# never had live plants!!!



## fishguy1313 (Feb 19, 2007)

Which is THE EASIEST plant to maintain in your tank in terms of lighting and feeding.

I would like to start adding some live plants, but have never even tried. I would like something that doesn't need a lot of special lighting IF POSSIBLE!

Share a few tips and tricks for caring "this plant" too please! 
Thanks guys!


----------



## maknwar (Jul 16, 2007)

Java moss. Tie it to a piece of driftwood, and dont do anything else besides look at it. The more you abuse it, the better it grows. For a stem plants you cant go wrong with any hygrophila species ( difformis, polysperma). They are not low maintenance due to how fast they grow, but they are easy to grow without ferts and light. Java ferns for a foreground, or you could try some crypts. Best thing would to just get some plants that require low light and wing it. Dont be discouraged if some die or you get algae. Try plant geek to see the different categories of plants.


----------



## cobrafox46 (Jun 2, 2008)

I would just try a few first. I bought a bunch of swords anf my f*cking Spilo ripped them all to shreds LOL. I would also like to know the easiest ones to grow. I am in desperate need of some plant.

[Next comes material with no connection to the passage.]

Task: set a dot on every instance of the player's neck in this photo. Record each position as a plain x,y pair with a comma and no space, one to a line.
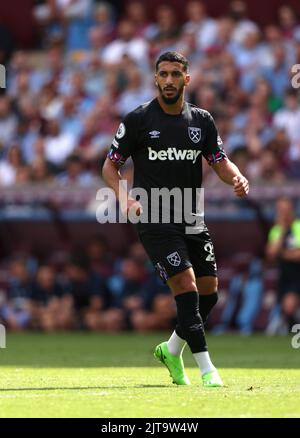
173,109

My tank looks gay right now.


----------



## Ibanez247 (Nov 9, 2006)

I would say amazon sword or probably any sword plant is easiest. I have three amazon swords that are now 2 years old. Got them when they were about 5" tall. Ive had a lot of succes with the taller grass type of plants to. Im no expert so I cant remember all the names. Check out some of my pics. I recently added a stem type plant that grows like mad. I have play sand substrate and only dose flourish comprehensive once a week and iron tablets once every three months. I would start with just a couple plants and see how it goes then add more. Glad to hear your tryn real plants. You wont regret it. I'll never do plastic again.


----------



## ryanimpreza (Jul 19, 2006)

Ibanez247 said:


> I would say amazon sword or probably any sword plant is easiest. I have three amazon swords that are now 2 years old. Got them when they were about 5" tall. Ive had a lot of succes with the taller grass type of plants to. Im no expert so I cant remember all the names. Check out some of my pics. I recently added a stem type plant that grows like mad. I have play sand substrate and only dose flourish comprehensive once a week and iron tablets once every three months. I would start with just a couple plants and see how it goes then add more. Glad to hear your tryn real plants. You wont regret it. I'll never do plastic again.


I agree with the swords but they need light which in turn needs co2. I also had better growth with flourish tabs. One year ago mine was about 2 inches tall, now it is over a foot. micro swords are easy also for ground cover. Dont mess with hairgrass.


----------



## CLUSTER ONE (Aug 2, 2006)

Any low light plant like java moss ,java fern, cypts... will be fine, however they wont look as nice as the would under higher lighting. In a low light setup my java moss was dark green and very small, however when i moved it to a higher light tank it took of and became a brighter green.


----------



## NakedSavage (Apr 9, 2008)

i have sand in my tank, with low light(wrapped electrical tape around the bulb) is there anything i could use for ground cover? will java moss spread?


----------